AN-001: Do 2024 mayoral polls overstate the sponsoring candidate?

Within-candidate FE on 568 self-sponsored candidate-poll rows gives β = +7.75 pp (p<0.001) — large, robust to spec, robust to renormalization choice. The opponent-sponsored coefficient is -1.93 (p=0.030), so the bias is sender-specific not a generic house effect.

Hypothesis: H1: Self-sponsored polls overstate the sponsoring candidate
Confidence: green
Type: causal

Design

Sample: estimulado-non-aggregate-match2
Specification: error ~ sponsored_by + opponent_sponsored + log(sample_size) + days_to_election + days² | candidate FE + pollster FE, cluster-robust SE at muni level
Comparator: all
Cluster: muni

Script: source/analysis/regressions.py
Target: build/table/regressions.csv
Commit: 2548d50
Status: interpreted · 2026-06-02
Created: 2026-06-02

Results

Table: Headline within-candidate FE (Spec 2, all-Brazil, n = 30,555 candidate-poll rows)

Coefficient	β	SE	p
`sponsored_by` (self-sponsored)	+7.75	1.34	<0.001
`opponent_sponsored`	−1.93	0.89	0.030

(from build/table/regressions.csv)

Table: Spec ladder (same sample)

Spec	β (sponsored_by)	SE	p
naive (no FE)	+7.57	0.88	<0.001
Spec 1 (candidate + pollster FE)	+7.60	1.34	<0.001
Spec 2 (+ methodology controls)	+7.75	1.34	<0.001
Spec 2 WLS (weighted by sample size)	+7.83	1.37	<0.001

(from build/table/regressions.csv)

Symmetry test (Spec 2): β_self − β_opp ≈ +9.7 pp — sender-specific bias, not generic pollster house effect.

Sample composition:

568 self-sponsored candidate-poll rows (across 793 polls, after the Route A/B/C/D sponsor→candidate join)
1,048 opponent-sponsored
8,431 unique candidates / 2,942 unique races
448 unique pollsters

Interpretation

Headline: β ≈ +7–8 pp is the project's headline empirical finding. Polls commissioned by a Brazilian mayoral candidate overstate that candidate's eventual vote share by ~7 percentage points on average, relative to polls of the same candidate paid for by others.
Selection: The naive → FE transition adds almost nothing (+7.57 → +7.60), meaning candidates who self-sponsor are not strongly selected on standing within the all-Brazil sample (unlike the SP-only prototype, where the FE moved β from +2.17 to +7.64 because SP's small sample exaggerated the selection problem).
Sign-flip: The opponent-sponsored coefficient (β_opp = −1.93) is significant and runs the opposite way, mechanically supporting the sender-specific reading: opponent-sponsored polls understate a given candidate by about 2 pp.
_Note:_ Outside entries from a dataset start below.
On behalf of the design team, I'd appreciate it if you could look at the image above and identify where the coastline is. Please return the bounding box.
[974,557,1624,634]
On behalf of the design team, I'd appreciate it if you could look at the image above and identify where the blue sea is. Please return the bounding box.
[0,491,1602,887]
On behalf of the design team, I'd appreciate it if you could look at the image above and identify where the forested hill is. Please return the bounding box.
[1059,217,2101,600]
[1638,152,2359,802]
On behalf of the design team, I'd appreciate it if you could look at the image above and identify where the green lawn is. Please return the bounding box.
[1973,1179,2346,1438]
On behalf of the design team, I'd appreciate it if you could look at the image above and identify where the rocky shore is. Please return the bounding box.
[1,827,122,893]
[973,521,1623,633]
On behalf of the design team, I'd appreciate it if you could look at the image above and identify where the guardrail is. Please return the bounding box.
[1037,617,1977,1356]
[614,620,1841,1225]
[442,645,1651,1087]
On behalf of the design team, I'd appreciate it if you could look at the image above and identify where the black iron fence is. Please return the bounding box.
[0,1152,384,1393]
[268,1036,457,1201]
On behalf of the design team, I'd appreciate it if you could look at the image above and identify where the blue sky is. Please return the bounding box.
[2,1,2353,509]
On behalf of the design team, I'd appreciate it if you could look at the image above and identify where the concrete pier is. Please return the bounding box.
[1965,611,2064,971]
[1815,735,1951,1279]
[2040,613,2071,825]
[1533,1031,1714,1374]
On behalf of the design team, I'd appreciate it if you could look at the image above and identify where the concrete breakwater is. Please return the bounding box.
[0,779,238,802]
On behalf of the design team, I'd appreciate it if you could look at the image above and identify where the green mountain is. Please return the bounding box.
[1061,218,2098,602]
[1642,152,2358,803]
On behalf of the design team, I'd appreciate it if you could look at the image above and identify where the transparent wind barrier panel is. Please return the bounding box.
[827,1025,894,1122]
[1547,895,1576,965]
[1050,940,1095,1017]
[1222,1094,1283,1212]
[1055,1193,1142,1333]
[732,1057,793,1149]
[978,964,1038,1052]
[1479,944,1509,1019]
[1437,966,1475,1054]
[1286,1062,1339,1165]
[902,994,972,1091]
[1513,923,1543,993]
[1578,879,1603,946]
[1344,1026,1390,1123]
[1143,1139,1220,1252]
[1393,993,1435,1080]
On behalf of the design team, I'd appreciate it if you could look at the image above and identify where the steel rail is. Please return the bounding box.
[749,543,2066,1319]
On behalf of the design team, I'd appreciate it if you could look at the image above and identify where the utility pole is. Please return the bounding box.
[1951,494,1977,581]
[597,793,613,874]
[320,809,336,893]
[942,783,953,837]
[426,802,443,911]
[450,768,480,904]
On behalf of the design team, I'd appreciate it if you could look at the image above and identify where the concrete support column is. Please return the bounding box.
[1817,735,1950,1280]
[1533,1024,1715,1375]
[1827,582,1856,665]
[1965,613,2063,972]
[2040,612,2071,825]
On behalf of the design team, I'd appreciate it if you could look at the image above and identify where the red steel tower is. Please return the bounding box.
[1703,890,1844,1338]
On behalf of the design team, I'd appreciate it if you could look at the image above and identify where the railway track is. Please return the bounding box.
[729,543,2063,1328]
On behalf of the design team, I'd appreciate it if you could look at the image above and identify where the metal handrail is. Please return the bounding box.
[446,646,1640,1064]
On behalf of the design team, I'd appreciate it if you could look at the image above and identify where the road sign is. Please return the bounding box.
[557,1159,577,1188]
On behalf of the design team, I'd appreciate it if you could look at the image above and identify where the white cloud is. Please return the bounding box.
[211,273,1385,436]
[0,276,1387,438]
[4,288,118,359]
Confidence rationale (green). Three independent specs converge on β ≈ +7–8 pp, the all-Brazil sample is large (n = 568 self-sponsored rows across 8,431 candidates and 448 pollsters), FE does not move the point estimate, and the opponent-sponsored sign-flip rules out a generic house effect. Residual uncertainty is about how the bias is produced (Channel A declared-methodology vs Channel B residual/fabrication), not whether it exists — and that is a follow-up question, not a threat to the headline.

Follow-ups

The timing-controlled robustness specs (3a, 3b, 3c) are documented separately under AN-002.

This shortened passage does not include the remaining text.